Huffman coding is a widely used data compression algorithm. This project implements a Huffman tree to generate an optimal encoding scheme for efficient data compression.
test_arr = [1, 2, 3, 1, 2, 1, 1, 2, 3, 3, 3, 3]
tree = HuffmanTree.init_arr(test_arr)
huffman_table = tree.create_huffman_table() # Output: {3: '0', 1: '10', 2: '110'}
In this example, we use a simple integer array to create a Huffman tree and generate a coding table.
# Data structure -> {key: freq}
test_arr = {'a1': 5, 'a2': 5, 'b': 3, 'c1': 1, 'c2': 1, 'd': 2}
tree = HuffmanTree.init_arr(test_arr)
huffman_table = tree.create_huffman_table() # Output: {'a1': '00', 'a2': '01', 'b': '10', 'd': '110', 'c2': '1110', 'c1': '11110'}
In the second example, we use a dictionary to initialize the Huffman tree, where the keys represent symbols and the values represent frequencies.

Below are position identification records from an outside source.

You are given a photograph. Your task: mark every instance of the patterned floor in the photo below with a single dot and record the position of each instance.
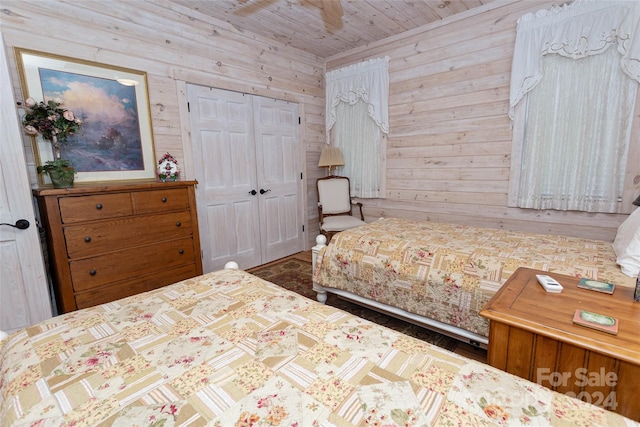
(294, 273)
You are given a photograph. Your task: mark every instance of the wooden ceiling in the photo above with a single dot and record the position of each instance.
(312, 25)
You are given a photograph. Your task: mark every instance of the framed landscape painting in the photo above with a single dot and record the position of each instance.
(115, 141)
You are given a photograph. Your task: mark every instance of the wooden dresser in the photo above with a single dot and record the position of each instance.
(110, 241)
(532, 335)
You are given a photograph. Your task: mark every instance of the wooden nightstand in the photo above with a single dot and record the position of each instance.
(532, 335)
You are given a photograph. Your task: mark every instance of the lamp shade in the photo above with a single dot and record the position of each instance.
(331, 156)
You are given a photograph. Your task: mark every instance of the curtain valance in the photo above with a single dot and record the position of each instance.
(369, 81)
(586, 27)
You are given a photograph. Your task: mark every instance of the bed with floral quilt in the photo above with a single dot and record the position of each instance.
(441, 275)
(230, 349)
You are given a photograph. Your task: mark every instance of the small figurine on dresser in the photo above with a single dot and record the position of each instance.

The limit_code_lengths() method is a part of the Huffman tree class, used to limit the lengths of the codes to meet specific standards or requirements. This method adjusts the coding length for each symbol, ensuring that the codes meet the set maximum and minimum length constraints. This is particularly useful when dealing with a large number of symbols or when balancing coding length with compression rate.
After creating a Huffman tree and generating the basic coding table, you can call this method to optimize the code lengths.
tree.limit_code_lengths() ## Add this
huffman_table = tree.create_huffman_table()
After calling limit_code_lengths(), you can regenerate the Huffman table to see the updated codes.